Commands for managing failed or problematic containers. Use these when you need to stop unresponsive containers, force-terminate hung processes, remove containers for a fresh start, or clean up disk space by removing unused Docker resources.
# Stop container gracefully
docker stop <container_name>

# Force stop
docker kill <container_name>

# Remove container
docker rm <container_name>

# Clean up unused resources
docker system prune

Restart Policies

Configure automatic container restart behavior to ensure high availability of your inference nodes.
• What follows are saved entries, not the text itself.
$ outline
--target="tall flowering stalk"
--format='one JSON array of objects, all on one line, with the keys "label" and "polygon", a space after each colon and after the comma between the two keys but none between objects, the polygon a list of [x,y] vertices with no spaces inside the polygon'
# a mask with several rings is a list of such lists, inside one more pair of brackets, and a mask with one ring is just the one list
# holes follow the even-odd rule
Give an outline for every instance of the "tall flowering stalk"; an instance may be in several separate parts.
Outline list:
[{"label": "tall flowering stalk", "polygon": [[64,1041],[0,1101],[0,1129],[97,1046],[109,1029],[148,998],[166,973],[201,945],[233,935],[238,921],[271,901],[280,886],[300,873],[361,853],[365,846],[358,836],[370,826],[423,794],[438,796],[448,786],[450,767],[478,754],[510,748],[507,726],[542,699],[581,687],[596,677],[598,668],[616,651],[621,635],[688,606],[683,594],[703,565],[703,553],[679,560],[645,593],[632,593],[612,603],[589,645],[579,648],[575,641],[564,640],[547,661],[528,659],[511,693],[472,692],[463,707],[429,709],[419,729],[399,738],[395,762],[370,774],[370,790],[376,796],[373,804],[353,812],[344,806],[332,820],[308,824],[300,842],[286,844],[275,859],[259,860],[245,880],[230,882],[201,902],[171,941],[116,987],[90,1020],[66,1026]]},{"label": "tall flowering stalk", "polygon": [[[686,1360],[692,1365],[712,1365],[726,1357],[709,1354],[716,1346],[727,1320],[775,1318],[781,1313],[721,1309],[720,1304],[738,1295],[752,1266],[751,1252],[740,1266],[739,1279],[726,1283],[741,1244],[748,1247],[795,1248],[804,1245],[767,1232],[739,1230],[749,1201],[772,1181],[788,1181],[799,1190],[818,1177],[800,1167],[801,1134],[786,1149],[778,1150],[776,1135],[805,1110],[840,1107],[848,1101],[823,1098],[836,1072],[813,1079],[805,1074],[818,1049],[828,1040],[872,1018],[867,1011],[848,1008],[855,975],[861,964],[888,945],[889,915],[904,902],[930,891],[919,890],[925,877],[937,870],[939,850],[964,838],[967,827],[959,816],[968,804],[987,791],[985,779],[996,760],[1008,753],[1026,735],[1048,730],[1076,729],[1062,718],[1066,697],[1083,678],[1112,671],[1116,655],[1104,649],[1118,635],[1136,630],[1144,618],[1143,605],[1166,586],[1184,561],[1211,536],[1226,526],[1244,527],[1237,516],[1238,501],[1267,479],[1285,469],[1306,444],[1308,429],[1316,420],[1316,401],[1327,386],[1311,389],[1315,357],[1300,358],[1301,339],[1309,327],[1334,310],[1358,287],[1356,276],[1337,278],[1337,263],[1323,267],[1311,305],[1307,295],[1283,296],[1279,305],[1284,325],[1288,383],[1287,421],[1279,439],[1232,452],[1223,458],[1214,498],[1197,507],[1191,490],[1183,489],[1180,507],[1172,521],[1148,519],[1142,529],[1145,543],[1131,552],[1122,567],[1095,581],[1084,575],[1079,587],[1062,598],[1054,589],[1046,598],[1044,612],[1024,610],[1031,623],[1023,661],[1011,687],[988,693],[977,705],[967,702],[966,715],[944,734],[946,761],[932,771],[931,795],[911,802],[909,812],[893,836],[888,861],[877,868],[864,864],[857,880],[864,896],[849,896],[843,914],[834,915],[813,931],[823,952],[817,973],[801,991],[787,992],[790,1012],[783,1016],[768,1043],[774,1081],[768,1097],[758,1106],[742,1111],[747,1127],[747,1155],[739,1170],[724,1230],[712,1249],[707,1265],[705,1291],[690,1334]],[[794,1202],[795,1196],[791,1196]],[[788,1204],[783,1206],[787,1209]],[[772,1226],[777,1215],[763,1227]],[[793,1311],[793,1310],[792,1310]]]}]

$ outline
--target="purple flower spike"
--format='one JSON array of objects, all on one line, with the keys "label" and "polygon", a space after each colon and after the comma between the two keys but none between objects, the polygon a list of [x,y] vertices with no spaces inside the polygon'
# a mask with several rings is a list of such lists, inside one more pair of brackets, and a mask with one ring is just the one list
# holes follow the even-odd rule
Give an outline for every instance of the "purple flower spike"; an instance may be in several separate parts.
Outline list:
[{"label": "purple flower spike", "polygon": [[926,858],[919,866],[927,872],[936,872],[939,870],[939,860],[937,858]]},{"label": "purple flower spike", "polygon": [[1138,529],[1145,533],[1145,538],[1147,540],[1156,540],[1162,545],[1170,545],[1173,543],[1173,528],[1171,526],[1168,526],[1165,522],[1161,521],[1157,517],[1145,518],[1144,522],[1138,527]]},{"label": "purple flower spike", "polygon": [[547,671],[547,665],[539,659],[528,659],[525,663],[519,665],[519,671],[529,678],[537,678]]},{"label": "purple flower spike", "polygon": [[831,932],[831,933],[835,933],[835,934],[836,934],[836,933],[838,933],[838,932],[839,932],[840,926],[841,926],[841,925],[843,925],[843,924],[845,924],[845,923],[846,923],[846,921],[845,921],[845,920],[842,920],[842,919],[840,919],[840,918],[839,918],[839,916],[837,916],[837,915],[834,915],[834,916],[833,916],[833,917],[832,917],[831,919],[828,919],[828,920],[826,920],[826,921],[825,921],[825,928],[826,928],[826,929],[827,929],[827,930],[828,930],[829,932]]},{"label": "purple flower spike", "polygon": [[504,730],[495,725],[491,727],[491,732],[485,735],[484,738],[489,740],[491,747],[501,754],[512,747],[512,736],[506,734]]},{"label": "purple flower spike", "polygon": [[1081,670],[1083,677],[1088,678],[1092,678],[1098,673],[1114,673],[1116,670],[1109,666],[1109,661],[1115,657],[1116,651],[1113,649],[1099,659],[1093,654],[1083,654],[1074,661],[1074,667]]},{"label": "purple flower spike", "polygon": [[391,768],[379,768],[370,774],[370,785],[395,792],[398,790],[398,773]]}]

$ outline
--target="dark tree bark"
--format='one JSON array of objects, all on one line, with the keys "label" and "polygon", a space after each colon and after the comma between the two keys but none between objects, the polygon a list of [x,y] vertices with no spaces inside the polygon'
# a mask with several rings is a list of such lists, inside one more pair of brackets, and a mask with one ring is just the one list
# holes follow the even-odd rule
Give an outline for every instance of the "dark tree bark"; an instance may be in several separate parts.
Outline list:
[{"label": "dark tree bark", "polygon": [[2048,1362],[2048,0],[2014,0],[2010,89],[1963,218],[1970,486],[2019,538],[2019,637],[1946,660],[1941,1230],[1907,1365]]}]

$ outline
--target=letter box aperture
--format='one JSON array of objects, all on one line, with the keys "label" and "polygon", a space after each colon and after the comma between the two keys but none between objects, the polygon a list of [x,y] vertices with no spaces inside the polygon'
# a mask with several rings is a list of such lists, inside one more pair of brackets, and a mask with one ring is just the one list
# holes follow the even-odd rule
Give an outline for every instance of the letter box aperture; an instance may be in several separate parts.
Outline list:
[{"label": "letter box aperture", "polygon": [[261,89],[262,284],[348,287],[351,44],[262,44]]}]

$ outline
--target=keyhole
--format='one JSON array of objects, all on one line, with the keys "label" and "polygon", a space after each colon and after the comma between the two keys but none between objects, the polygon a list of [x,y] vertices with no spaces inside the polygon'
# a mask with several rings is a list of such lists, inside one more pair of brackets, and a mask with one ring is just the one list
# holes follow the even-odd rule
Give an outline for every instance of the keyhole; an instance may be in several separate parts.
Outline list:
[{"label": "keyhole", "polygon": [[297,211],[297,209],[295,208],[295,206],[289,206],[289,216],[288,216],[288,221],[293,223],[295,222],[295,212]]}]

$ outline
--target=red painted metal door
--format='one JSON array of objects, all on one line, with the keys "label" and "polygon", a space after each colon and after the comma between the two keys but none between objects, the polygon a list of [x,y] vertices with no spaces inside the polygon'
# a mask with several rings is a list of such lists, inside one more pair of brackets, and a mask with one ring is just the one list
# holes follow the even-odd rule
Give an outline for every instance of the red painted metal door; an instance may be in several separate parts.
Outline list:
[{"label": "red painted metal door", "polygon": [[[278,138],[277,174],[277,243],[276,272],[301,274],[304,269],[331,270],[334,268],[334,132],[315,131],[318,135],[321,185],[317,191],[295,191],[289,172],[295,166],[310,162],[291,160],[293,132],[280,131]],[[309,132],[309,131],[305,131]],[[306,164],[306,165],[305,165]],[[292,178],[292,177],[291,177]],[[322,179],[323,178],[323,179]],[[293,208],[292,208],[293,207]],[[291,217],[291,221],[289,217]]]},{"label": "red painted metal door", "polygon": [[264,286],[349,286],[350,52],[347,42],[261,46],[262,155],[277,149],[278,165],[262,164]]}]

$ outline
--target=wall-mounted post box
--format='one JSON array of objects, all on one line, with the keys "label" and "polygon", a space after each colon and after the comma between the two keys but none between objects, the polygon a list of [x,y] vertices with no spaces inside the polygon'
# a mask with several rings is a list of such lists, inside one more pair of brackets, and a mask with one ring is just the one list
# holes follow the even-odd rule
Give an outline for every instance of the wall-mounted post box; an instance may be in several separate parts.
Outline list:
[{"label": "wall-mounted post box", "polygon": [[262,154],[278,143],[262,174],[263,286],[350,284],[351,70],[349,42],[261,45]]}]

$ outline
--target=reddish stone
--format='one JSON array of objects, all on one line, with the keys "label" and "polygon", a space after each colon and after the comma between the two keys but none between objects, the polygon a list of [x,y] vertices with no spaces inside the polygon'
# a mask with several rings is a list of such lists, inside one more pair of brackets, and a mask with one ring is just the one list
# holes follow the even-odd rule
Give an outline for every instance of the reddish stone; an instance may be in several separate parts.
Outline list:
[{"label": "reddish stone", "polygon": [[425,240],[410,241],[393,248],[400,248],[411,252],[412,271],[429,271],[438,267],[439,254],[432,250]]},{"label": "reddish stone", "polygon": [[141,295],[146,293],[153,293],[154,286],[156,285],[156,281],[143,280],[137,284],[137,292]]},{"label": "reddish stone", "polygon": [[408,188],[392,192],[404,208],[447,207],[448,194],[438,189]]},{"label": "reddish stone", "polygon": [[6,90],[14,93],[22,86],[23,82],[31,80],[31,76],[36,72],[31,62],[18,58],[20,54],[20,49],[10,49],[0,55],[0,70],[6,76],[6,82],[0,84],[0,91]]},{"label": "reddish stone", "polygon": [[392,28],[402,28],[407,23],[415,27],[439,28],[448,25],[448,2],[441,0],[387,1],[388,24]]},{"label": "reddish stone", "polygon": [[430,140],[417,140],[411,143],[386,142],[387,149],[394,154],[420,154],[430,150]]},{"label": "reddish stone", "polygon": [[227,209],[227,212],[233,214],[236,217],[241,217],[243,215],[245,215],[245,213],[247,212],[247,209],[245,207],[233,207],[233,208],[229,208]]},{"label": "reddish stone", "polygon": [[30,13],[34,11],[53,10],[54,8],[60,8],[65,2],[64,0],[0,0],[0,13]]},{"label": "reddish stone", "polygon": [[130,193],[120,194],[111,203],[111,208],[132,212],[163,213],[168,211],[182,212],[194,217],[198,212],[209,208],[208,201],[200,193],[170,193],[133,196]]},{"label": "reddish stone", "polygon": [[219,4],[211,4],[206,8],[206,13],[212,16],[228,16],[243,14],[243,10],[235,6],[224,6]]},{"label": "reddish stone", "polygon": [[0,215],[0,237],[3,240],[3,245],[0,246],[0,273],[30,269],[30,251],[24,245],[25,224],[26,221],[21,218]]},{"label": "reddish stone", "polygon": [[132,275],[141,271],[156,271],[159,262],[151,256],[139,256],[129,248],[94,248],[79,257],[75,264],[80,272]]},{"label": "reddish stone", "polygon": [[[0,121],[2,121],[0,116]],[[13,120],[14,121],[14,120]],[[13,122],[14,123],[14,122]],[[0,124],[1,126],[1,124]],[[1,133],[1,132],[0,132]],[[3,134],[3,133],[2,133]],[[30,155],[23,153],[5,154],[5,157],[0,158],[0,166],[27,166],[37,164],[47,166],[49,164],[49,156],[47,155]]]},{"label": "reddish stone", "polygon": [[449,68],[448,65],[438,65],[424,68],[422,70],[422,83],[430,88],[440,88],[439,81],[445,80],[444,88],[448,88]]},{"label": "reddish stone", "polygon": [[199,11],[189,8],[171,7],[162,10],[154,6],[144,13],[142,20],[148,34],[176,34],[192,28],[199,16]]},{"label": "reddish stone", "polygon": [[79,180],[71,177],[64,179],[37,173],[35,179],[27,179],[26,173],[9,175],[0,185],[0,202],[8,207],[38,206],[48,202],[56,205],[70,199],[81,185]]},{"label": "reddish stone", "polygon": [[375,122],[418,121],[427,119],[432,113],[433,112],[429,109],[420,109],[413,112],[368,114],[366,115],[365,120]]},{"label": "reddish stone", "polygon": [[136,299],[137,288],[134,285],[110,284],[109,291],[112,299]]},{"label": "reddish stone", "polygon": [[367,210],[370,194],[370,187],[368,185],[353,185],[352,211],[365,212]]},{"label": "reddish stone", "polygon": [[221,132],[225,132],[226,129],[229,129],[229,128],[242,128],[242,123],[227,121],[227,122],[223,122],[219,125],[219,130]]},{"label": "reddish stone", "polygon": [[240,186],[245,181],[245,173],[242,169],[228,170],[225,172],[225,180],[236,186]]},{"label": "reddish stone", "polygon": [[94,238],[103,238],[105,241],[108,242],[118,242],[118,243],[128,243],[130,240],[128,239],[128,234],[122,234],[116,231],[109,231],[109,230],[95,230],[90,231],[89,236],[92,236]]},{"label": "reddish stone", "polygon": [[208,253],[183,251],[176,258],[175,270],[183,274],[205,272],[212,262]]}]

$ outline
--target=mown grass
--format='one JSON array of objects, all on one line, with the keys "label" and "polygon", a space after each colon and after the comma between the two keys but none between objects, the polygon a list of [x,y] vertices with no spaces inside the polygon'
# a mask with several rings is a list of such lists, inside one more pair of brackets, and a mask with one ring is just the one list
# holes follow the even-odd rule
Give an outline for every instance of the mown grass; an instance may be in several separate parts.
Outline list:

These policies help maintain uptime by automatically restarting containers after crashes, system reboots, or failures, reducing the need for manual intervention.
# Always restart (including after reboot)
docker run -d --restart always ...

# Restart on failure (max 5 attempts)
docker run -d --restart on-failure:5 ...

# Restart unless manually stopped
docker run -d --restart unless-stopped ...

Performance Monitoring

Advanced monitoring commands for tracking both container and GPU performance metrics. Use these to identify performance bottlenecks, monitor power consumption for efficiency optimization, or track temperature to prevent thermal throttling during intensive inference workloads.
# Monitor container metrics
docker stats --format "table {{.Name}}\t{{.CPUPerc}}\t{{.MemUsage}}\t{{.NetIO}}"

# Monitor GPU temperature and power
nvidia-smi --query-gpu=temperature.gpu,power.draw,power.limit --format=csv -l 1
Tip: Always check container logs first when troubleshooting issues. They often contain valuable error messages and diagnostic information.